An uncommonly resonant sports drama in which a talented yet troubled gymnast comes to terms with a turbulent past, “White Palms” proves a distinctive and absorbing third feature by Szabolcs Hajdu, working from autobiographical elements involving his brother — and pic’s star — Miklos Zoltan Hajdu. With its universal themes of ambition, dislocation and achievement, pic deftly balances arthouse ambitions with commercial in such a way that both fests and distribs will be equally enthused.
Story opens with the arrival in 2001 Calgary of Miklos Dongo (Miklos Zoltan Hajdu), a broodingly handsome Olympic gymnast who’s been hired to coach Canadian hopefuls at the Altadore Gymnastic Club.

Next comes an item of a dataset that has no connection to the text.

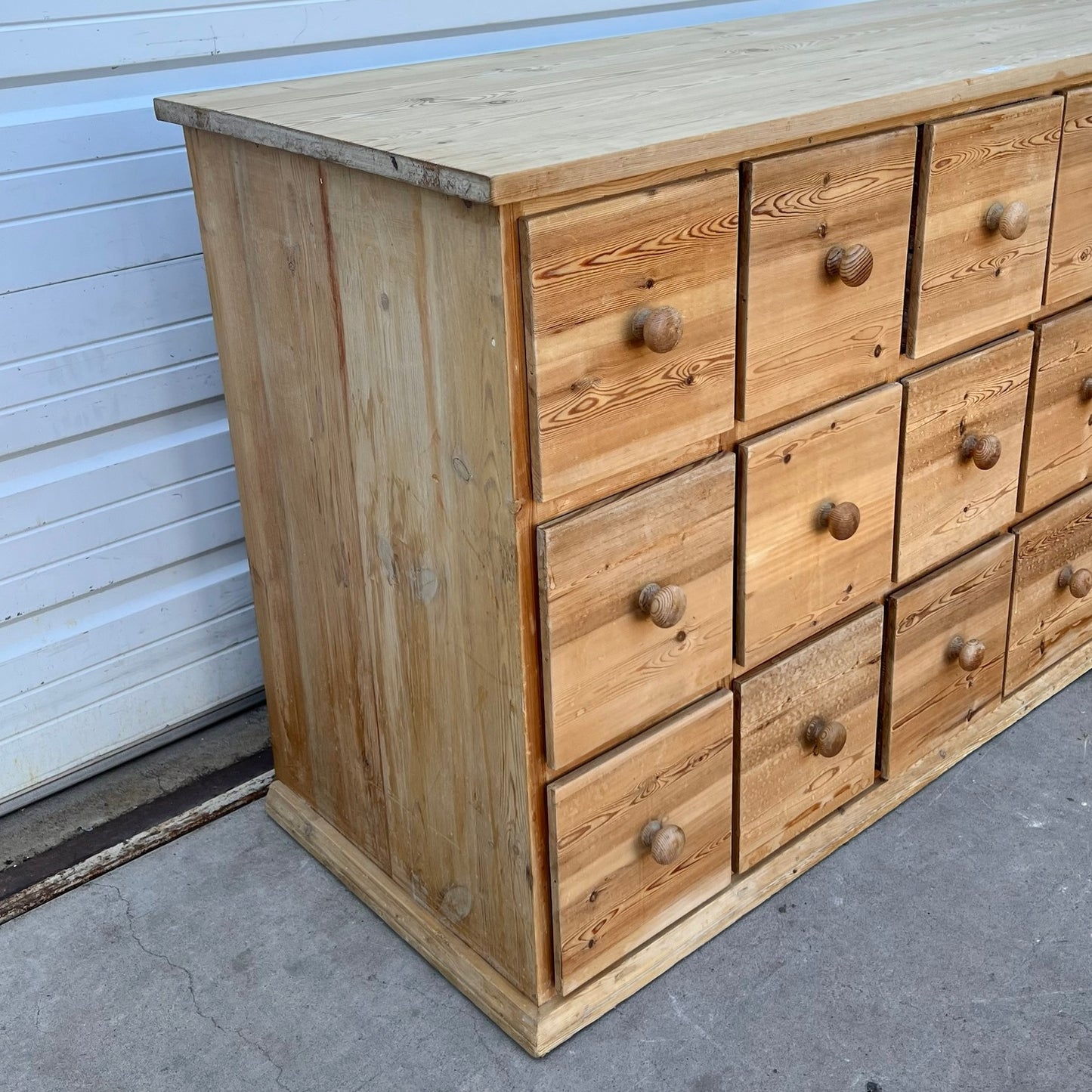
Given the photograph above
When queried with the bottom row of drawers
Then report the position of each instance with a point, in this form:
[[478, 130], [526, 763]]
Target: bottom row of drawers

As he settles in, athlete remembers his brutal early 1980s Hungarian training regimen under diabolical coach Puma (Gheorghe Dinica ) and the pressure to perform exerted by his enthusiastic but insensitive parents (Oana Pellea, Andor Lukats). Young gymnast Orion Radies limns the role of Miklos during these nearly wordless and hypnotic workouts, reminiscent of the tough physical obstacle course in Claire Denis’ “Beau Travail.”

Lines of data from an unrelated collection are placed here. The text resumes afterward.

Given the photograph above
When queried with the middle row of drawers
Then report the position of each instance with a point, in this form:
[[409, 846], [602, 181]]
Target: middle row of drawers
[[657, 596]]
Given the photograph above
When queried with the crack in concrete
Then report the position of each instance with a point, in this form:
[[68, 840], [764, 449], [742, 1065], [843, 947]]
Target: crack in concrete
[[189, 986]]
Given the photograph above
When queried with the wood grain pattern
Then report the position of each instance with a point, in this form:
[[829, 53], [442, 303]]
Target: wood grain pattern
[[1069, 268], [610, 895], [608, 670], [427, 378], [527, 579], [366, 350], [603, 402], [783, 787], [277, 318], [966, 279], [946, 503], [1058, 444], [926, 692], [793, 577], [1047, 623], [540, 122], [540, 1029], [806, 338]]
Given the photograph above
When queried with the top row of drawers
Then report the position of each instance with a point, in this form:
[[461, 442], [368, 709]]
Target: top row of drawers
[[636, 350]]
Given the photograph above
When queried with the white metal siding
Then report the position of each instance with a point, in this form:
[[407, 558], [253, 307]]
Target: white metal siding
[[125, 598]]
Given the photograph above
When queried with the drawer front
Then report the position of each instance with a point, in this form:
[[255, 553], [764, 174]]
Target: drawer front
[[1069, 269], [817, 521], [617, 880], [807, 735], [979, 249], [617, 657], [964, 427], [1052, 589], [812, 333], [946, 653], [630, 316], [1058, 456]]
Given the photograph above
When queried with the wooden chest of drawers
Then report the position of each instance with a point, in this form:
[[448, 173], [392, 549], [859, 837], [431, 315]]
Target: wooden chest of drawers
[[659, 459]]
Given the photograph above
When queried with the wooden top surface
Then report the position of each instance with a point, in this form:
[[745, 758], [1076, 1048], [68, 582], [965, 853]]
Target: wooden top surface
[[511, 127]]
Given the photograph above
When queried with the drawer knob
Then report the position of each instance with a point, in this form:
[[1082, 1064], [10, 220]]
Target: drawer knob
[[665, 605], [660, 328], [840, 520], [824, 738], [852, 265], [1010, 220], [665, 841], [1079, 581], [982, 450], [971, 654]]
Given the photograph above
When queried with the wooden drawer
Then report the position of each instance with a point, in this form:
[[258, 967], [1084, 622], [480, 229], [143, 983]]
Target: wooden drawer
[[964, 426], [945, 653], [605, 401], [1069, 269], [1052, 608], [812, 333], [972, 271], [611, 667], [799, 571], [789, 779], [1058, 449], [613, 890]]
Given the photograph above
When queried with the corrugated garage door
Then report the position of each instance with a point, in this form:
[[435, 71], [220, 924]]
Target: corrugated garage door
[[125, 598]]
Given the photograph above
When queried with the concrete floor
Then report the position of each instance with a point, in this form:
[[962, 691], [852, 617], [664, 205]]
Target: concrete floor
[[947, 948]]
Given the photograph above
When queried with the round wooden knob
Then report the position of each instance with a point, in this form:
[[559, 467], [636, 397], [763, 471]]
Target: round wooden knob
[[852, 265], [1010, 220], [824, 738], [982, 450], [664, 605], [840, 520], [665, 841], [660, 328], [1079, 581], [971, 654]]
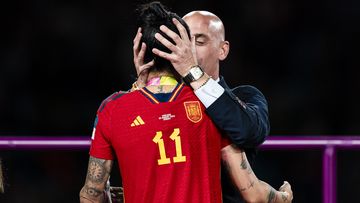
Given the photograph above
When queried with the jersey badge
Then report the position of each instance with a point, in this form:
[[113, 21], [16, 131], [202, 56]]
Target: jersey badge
[[137, 121], [166, 117], [193, 111]]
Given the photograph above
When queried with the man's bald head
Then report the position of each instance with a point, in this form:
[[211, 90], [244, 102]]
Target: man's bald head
[[209, 33], [215, 25]]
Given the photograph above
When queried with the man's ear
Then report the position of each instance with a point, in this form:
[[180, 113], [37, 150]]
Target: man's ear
[[224, 50]]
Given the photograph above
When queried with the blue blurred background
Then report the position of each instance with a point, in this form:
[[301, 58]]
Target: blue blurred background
[[59, 59]]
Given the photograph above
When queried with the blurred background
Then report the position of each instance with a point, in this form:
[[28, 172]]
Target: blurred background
[[59, 59]]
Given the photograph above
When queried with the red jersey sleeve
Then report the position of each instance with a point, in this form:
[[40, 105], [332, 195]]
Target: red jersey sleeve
[[225, 142], [100, 141]]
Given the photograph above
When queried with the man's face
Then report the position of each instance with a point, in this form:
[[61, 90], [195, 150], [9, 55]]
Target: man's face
[[207, 43]]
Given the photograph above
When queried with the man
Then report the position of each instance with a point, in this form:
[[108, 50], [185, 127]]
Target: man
[[240, 113], [181, 167]]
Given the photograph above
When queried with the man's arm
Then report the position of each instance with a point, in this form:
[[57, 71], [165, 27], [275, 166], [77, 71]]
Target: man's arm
[[97, 175], [251, 188], [241, 113]]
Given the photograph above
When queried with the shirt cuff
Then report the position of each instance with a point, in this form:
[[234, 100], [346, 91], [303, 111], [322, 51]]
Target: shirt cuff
[[209, 92]]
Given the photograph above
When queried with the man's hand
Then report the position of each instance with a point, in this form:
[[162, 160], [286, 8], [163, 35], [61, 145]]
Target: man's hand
[[142, 70], [183, 52], [286, 192]]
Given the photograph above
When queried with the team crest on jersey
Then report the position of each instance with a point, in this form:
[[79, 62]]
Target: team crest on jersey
[[193, 111]]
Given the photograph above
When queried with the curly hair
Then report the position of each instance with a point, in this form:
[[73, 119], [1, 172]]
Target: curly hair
[[151, 17]]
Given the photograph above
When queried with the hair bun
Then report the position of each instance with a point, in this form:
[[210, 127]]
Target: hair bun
[[152, 14]]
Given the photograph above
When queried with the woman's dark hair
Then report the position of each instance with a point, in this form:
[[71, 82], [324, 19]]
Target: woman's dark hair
[[151, 17]]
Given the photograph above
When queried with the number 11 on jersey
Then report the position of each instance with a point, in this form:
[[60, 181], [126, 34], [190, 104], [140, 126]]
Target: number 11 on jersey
[[175, 136]]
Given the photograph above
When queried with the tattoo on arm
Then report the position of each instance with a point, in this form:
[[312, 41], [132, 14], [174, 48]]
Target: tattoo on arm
[[97, 175], [245, 164]]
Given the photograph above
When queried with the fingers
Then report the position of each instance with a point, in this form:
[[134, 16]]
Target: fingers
[[162, 54], [183, 33], [165, 42], [141, 54], [136, 41]]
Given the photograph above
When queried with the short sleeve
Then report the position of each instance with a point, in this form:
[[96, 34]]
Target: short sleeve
[[100, 140]]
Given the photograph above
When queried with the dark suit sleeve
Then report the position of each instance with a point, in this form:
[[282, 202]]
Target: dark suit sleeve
[[242, 115]]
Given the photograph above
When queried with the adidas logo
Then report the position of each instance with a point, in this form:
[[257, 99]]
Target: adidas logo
[[138, 121]]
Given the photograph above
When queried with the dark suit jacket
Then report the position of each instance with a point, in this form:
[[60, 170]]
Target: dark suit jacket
[[242, 115]]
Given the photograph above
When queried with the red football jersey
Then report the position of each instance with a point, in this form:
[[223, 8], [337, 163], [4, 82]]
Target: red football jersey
[[167, 151]]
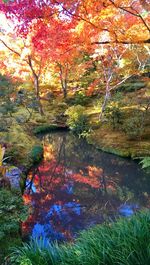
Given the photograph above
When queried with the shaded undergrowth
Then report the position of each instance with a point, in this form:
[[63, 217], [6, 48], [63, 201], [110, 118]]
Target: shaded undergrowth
[[125, 242]]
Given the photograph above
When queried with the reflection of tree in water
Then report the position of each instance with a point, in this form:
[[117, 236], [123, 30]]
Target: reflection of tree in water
[[70, 190]]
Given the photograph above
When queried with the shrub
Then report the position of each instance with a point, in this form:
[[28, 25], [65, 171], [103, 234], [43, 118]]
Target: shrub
[[115, 116], [36, 153], [45, 128], [80, 98], [146, 163], [12, 212], [77, 119]]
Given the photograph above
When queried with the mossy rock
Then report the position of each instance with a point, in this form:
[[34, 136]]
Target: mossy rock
[[36, 154], [47, 128]]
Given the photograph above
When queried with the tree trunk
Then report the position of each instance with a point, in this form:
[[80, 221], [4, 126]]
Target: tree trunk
[[36, 87], [107, 97]]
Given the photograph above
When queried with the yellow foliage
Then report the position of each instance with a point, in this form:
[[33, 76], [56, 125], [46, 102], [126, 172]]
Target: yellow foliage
[[2, 152]]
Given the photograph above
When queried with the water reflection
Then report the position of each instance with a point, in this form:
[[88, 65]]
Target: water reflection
[[76, 186]]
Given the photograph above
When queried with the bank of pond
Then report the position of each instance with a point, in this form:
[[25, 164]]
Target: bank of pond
[[76, 196]]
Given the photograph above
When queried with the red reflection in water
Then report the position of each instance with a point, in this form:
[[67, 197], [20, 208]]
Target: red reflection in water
[[51, 194]]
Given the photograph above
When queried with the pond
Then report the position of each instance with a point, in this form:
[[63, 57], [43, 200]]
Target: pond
[[77, 186]]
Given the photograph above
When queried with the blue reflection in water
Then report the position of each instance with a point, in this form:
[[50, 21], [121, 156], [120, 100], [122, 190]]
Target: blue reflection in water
[[61, 213]]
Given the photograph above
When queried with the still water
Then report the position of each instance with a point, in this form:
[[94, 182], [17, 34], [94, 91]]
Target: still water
[[77, 186]]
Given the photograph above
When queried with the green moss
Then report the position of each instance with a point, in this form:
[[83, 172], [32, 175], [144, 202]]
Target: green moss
[[36, 154], [47, 128]]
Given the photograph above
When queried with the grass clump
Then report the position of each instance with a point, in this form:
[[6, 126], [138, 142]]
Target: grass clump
[[45, 128], [12, 212], [125, 242]]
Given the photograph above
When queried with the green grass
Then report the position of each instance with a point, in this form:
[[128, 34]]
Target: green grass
[[125, 242], [47, 128]]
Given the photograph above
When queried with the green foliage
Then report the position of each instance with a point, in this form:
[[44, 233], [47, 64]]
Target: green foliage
[[46, 128], [125, 242], [145, 162], [113, 111], [12, 212], [36, 153], [115, 116], [80, 98], [134, 127], [77, 119]]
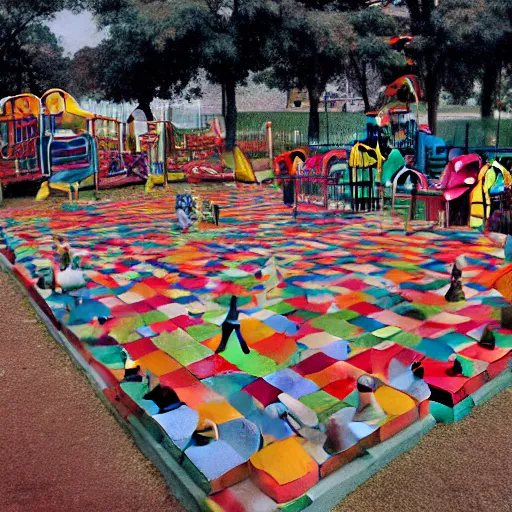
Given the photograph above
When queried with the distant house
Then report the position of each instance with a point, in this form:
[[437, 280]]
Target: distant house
[[298, 99]]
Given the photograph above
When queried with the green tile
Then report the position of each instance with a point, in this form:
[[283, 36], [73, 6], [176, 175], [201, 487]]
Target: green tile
[[282, 308], [204, 331], [406, 339], [366, 340], [171, 341]]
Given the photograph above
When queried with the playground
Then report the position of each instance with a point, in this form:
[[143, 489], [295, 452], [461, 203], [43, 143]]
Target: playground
[[323, 302]]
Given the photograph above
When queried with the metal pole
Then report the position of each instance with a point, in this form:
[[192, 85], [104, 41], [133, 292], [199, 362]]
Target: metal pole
[[326, 119], [499, 118], [269, 141]]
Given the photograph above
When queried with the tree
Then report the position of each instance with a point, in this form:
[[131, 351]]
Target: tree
[[492, 36], [31, 58], [444, 47], [372, 29], [226, 39], [307, 51], [86, 76]]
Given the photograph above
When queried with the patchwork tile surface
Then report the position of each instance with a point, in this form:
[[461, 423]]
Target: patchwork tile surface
[[322, 300]]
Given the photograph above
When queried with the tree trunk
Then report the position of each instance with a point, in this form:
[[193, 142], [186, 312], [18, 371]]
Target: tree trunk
[[314, 116], [362, 80], [433, 92], [231, 114], [223, 92], [364, 89], [489, 85], [145, 106]]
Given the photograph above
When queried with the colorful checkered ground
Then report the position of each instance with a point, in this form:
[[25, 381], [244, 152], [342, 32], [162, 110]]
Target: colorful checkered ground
[[306, 287]]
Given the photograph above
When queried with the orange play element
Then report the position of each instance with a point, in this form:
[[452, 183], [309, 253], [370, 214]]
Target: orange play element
[[158, 363], [218, 412]]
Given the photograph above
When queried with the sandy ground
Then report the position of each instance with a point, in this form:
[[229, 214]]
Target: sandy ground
[[61, 450]]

Back in Canada, Miklos strikes one of the athletes and, as punishment, he is assigned to coach the moody but immensely talented Kyle Manjak (real-life Olympic medalist Kyle Shewfelt). At first confrontational, their relationship deepens to a friendship that is tested when they face off on the apparatus during a Hungarian World Championship match.
This climactic sequence is intercut with the earlier adventures of Miklos (now played by Radies’ older brother Silas), who runs away from home to join Russian acrobats in a traveling circus when he is 15.

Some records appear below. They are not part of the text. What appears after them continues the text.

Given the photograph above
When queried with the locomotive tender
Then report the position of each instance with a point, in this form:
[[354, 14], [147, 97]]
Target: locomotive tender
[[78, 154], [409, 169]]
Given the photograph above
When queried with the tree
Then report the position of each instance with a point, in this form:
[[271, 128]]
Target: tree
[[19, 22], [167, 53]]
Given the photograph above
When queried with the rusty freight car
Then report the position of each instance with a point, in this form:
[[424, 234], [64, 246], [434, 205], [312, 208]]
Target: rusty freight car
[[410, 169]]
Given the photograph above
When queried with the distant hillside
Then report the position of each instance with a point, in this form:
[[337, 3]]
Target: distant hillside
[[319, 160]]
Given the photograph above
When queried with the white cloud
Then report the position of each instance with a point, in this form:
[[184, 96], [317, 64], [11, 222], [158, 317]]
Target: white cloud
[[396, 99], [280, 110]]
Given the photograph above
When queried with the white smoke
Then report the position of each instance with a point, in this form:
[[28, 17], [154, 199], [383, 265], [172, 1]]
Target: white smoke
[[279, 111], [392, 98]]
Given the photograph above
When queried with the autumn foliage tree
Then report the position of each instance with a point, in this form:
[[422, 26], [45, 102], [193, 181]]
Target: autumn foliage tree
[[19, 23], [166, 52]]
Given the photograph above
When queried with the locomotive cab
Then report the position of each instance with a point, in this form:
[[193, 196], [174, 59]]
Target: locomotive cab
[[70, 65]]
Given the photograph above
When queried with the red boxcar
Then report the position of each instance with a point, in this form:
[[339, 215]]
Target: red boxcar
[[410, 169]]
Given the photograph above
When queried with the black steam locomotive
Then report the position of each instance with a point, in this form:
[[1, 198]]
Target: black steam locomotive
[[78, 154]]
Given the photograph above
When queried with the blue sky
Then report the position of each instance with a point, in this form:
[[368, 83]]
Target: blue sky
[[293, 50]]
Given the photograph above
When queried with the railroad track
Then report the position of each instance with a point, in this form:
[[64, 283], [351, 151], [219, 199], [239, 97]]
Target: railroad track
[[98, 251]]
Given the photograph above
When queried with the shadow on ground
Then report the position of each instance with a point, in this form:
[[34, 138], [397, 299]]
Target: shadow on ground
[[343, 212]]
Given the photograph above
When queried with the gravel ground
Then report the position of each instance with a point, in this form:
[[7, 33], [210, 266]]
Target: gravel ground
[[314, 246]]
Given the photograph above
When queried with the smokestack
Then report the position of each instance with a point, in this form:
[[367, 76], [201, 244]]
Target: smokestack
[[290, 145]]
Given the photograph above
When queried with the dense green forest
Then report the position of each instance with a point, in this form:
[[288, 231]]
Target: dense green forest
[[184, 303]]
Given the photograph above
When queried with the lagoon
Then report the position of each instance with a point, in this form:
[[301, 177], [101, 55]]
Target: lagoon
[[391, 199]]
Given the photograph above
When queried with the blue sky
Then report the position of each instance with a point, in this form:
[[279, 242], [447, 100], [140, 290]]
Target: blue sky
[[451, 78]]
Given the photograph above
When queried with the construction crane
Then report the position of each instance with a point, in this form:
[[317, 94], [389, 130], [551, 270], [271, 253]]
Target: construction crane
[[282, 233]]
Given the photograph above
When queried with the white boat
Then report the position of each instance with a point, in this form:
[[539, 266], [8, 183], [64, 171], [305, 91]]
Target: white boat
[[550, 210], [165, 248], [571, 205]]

Following the contempo meet, the adult Miklos returns to Las Vegas to resume his work as part of a Cirque du Soleil troupe.
An online synopsis suggests that at one time this story was envisioned as a linear narrative. Yet it’s difficult now to imagine pic in any form save its current, exhilaratingly fluid blending of past and recent present. Images from across the years follow one another with logical progression, though auds primed for a easily digestible story of winners and losers will have to concentrate to sort out the eras.
Though he told a Budapest aud he doesn’t think he’ll star in another film, Hajdu’s an easygoing natural with a sculpted physique who has a promising thesping future should he so choose. Romanian vet Dinica (“Philanthropy”) is aces as the crafty and sadistic Puma, with the Radies brothers exhibiting eloquent dignity in the face of his cruelty. Shewfelt’s canny mix of ego and affability rounds out the fine cast.
Tech package is first-rate, led by dazzling montage of Peter Politzer and Monika Esztan’s perceptive period production design. “White Palms” was a late-fest revelation at recently-concluded Hungarian Film Week in Budapest, copping prizes for editing, producer, director and, ex aequo, cinematography and the coveted Gene Moskowitz Critics’ Prize.